Skin Segmentation and Dominant Tone/Color Extraction
Hello World!!! Have you ever looked at your skin and wondered why there are different shades in different parts of the body? Well go ponder and come back to this article.
Welcome Back !!! Our goal today together is to find a way to extract “skin” from an image and find it’s color/tone. So, what we are going to do is image segmentation and color extraction.
The direct inspiration for this project comes from me reading upon color segmentation with OpenCV while biting my nails . “I am a nail biter and I am Proud “(Spongebob tone). So I thought why not apply some machine learning and avenge the skin I bit off.
So these are the finding of my research
- OpenCV is an awesome library for image processing task
- Color Segmentation can be done using thresholding in different color spaces
- Clustering is an awesome way of grouping unlabeled data
Today we will be learning to use OpenCV to segment the skin and use Sci Kit learn to perform K-Means clustering to find the dominant skin color.
I’m writing this article with under the assumption you know basic python and understand OpenCV. Even so, we will cover high-level understanding of K-Means and few methods of OpenCV. We will also discuss different color spaces.
I believe that code for everything exists on the internet. ‘Why?’ you ask? Well due to the wonderful open source community and basic humanity. It all matters on finding it. Having said that, I am not fond of copy-paste code unless I understand it. This article is focused on explaining the concept behind the code.
You can find the link to the Google Collab Notebook containing the code for this project at the end of the article.
Interested in reading further? Let’s get into it then !!!
“OpenCV (Open Source Computer Vision) is a library of programming functions mainly aimed at real-time computer vision” — https://en.wikipedia.org/wiki/OpenCV
Under the assumption that you know what a “library” means in the field of computer science, let’s break that definition. The key focus is on the word “Computer Vision”. So what is Computer Vision?
“Computer vision is concerned with the automatic extraction, analysis, and understanding of useful information from a single image or a sequence of images. It involves the development of a theoretical and algorithmic basis to achieve automatic visual understanding.” — http://www.bmva.org/visionoverview
Well thus far, that is the best explanation I have come across for Computer Vision, short but with depth. On a high level, we understand there is a bit of processing done using the algorithm on the image to extract and analyze information.
Computer Vision being a sub-field of Artificial Intelligence, it encompasses applications from simple object recognition to production level robotics. One example use case that everyone that can relate to is Facebook suggesting to tag yourself or your friends when you upload a photo.
So let use the high-level explanations, and make a plain English definition for OpenCV
“OpenCV is a Computer Vision library that helps us extract/analyze data from images or video using image processing techniques”.
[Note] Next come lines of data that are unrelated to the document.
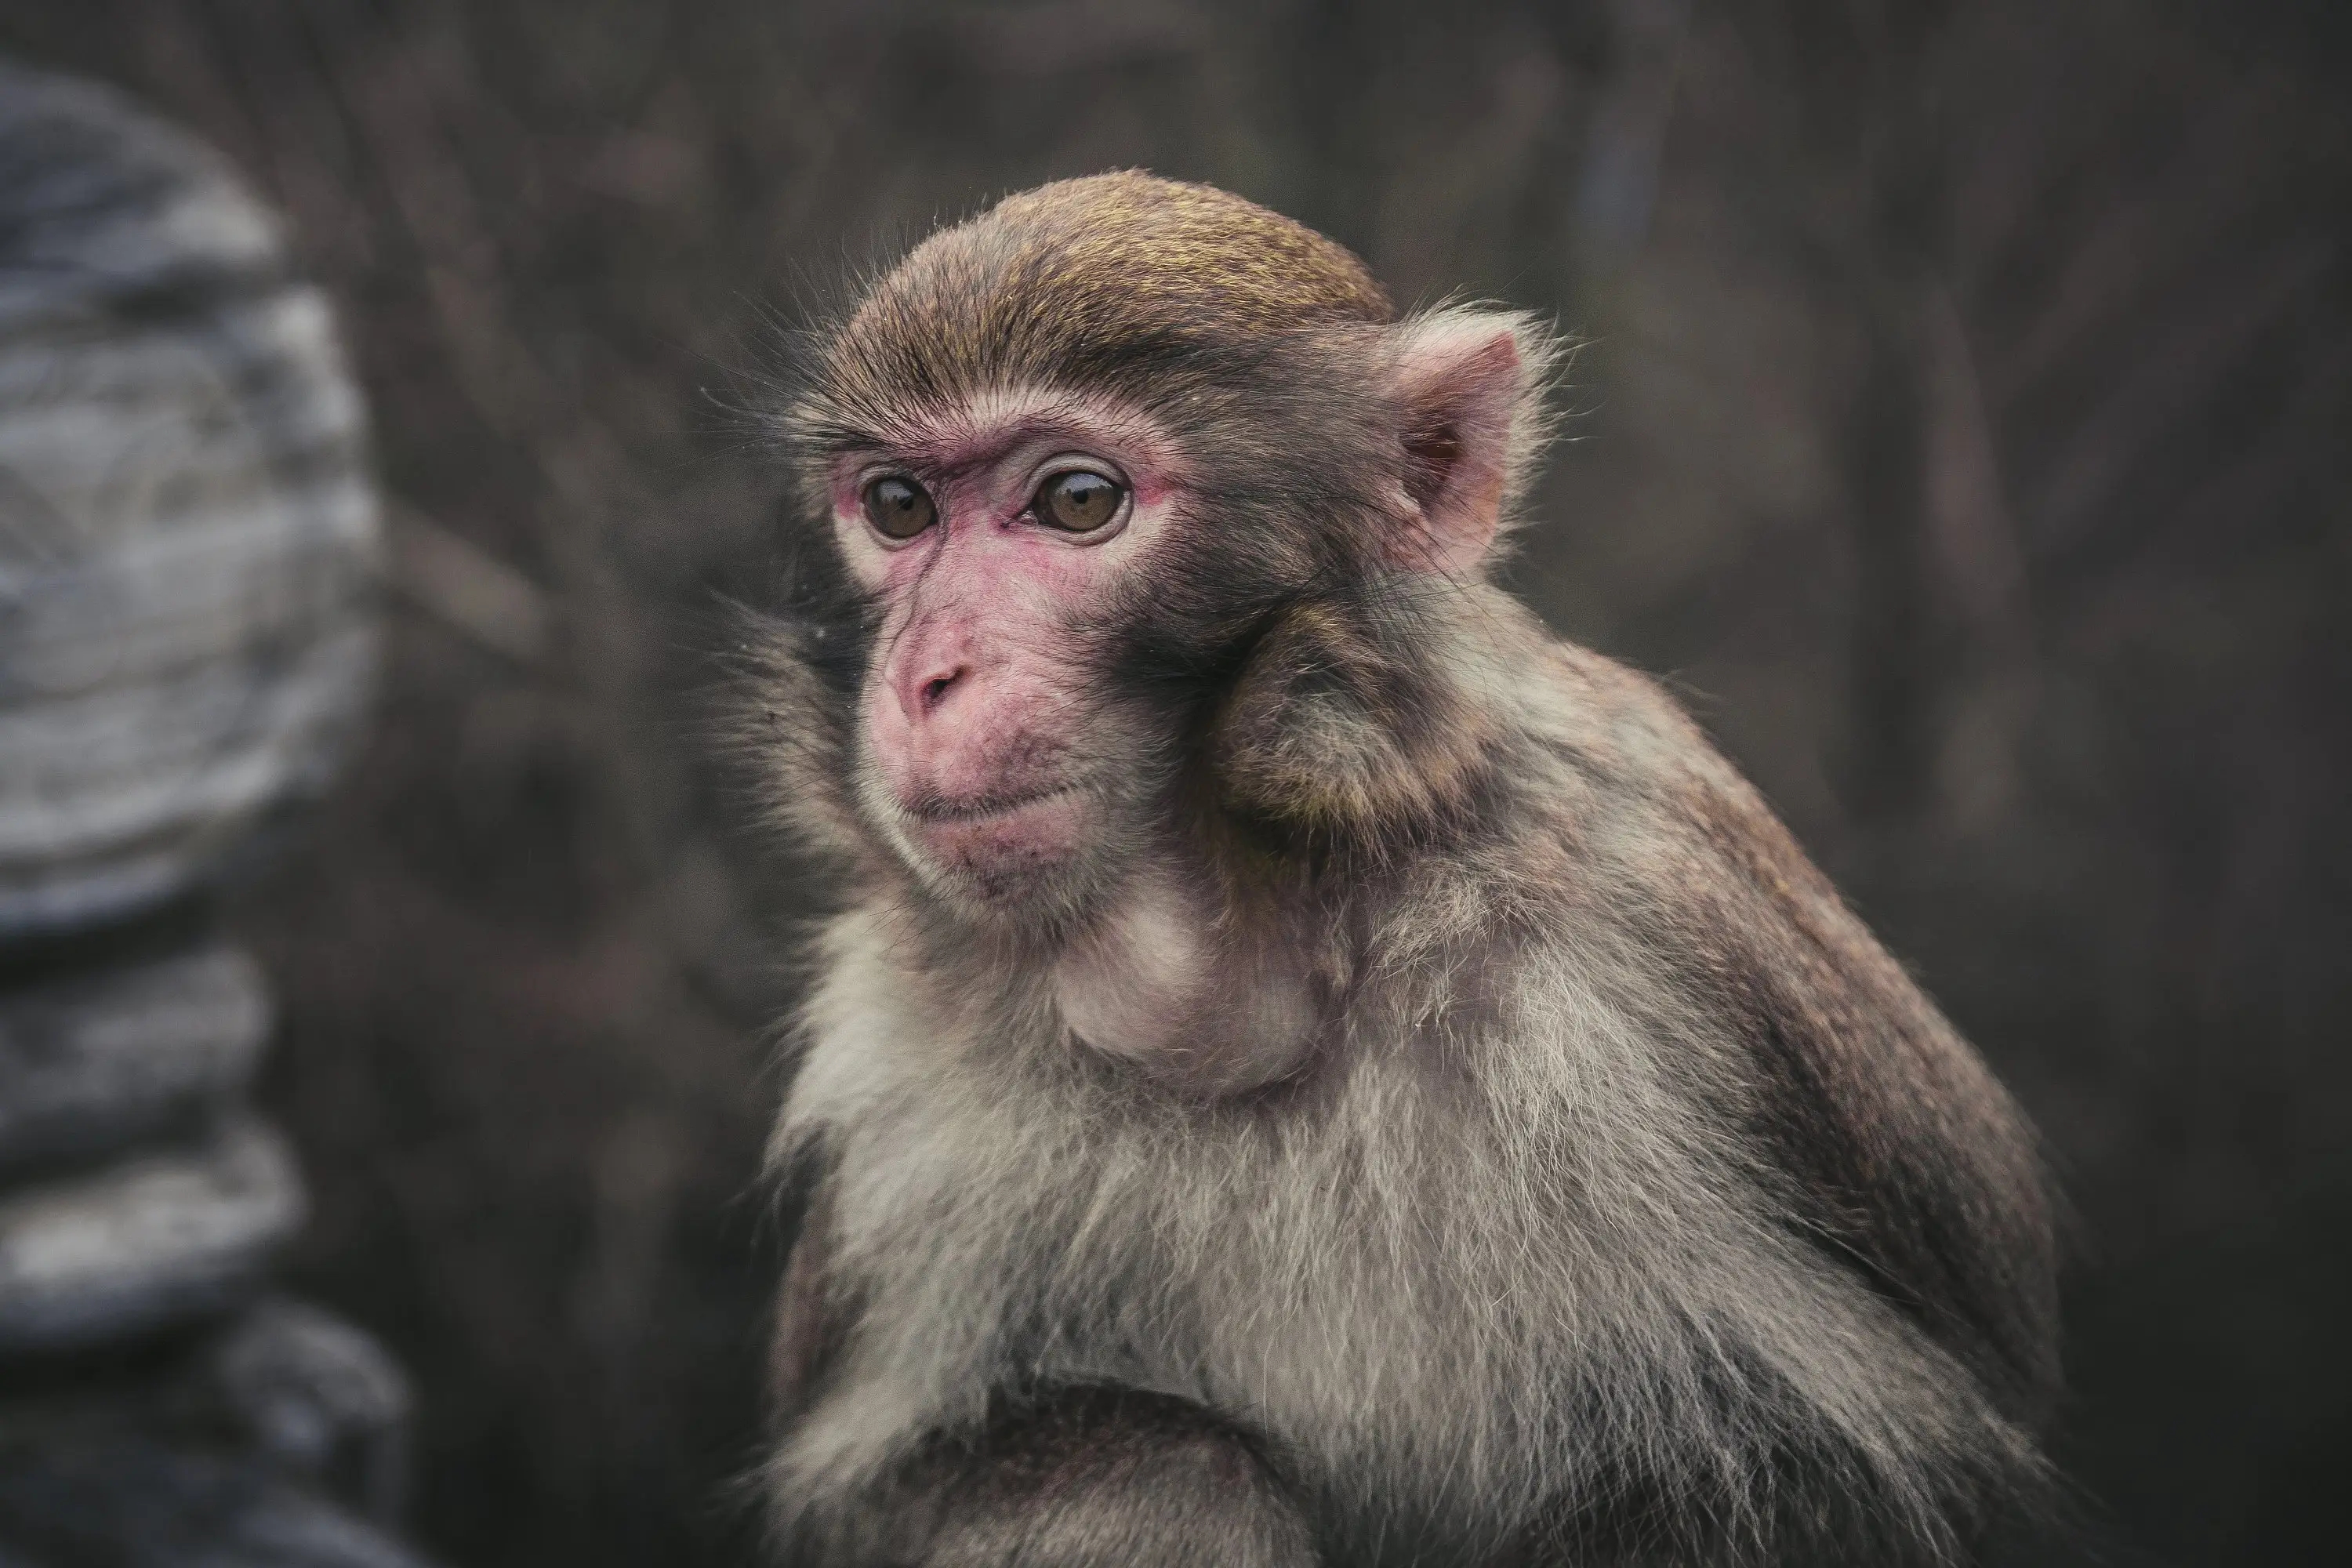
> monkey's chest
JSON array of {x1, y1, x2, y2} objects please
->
[
  {"x1": 840, "y1": 1065, "x2": 1545, "y2": 1499},
  {"x1": 793, "y1": 971, "x2": 1570, "y2": 1518}
]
I will let your curious mind find more about image processing and these so-called image processing techniques. Spoiler Alert! If you have a photo editing app on your laptop or mobile, you are already an image processor ;)
What’s Sci-Kit Learn?
“Scikit-learn (formerly scikits.learn) is a free software machine learning library for the Python programming language. It features various classification, regression and clustering algorithms including support vector machines, random forests, gradient boosting, k-means and DBSCAN” — https://en.wikipedia.org/wiki/Scikit-learn
Actually, if you are in the machine learning space, sci-kit learn maybe not be alien to you. There might have been a countless amount of times you have come across “sklearn”, when you entered the space.
I am under the assumption that you have a basic understanding of machine learning. For the sake of wholesome post, let’s recap its definition;
Machine learning is sub-field of Artificial Intelligence which focus is to provide a computer/system with algorithms to learn automatically from data without being explicitly programmed., It basically means that allowing the computer to make a prediction or assumption without “if else” statements.
Machine Learning Algorithms includes
- Supervised learning
- Unsupervised learning
- Reinforcement learning
I’ll be covering Machine Learning in a different article, for now, let’s get back to SciKit-learn.
So let’s define Scikit-learn as a library that has a rich suite of simple clean API for completing the machine learning pipeline, from loading and manipulating data to the goal of making predictions.
What is K-Means clustering?
K-Means Clustering is a type of unsupervised learning algorithm. The fundamentals of a clustering algorithm is that it finds groups of data points with similar features in a given data set. K-Means is one such clustering algorithm that groups data into “K” groups /clusters.
How does the K-Mean Clustering work you ask?
Well, the process is simple actually,
- Choose the number of clusters (K)
- Randomly place the K number of data points (initial centroids)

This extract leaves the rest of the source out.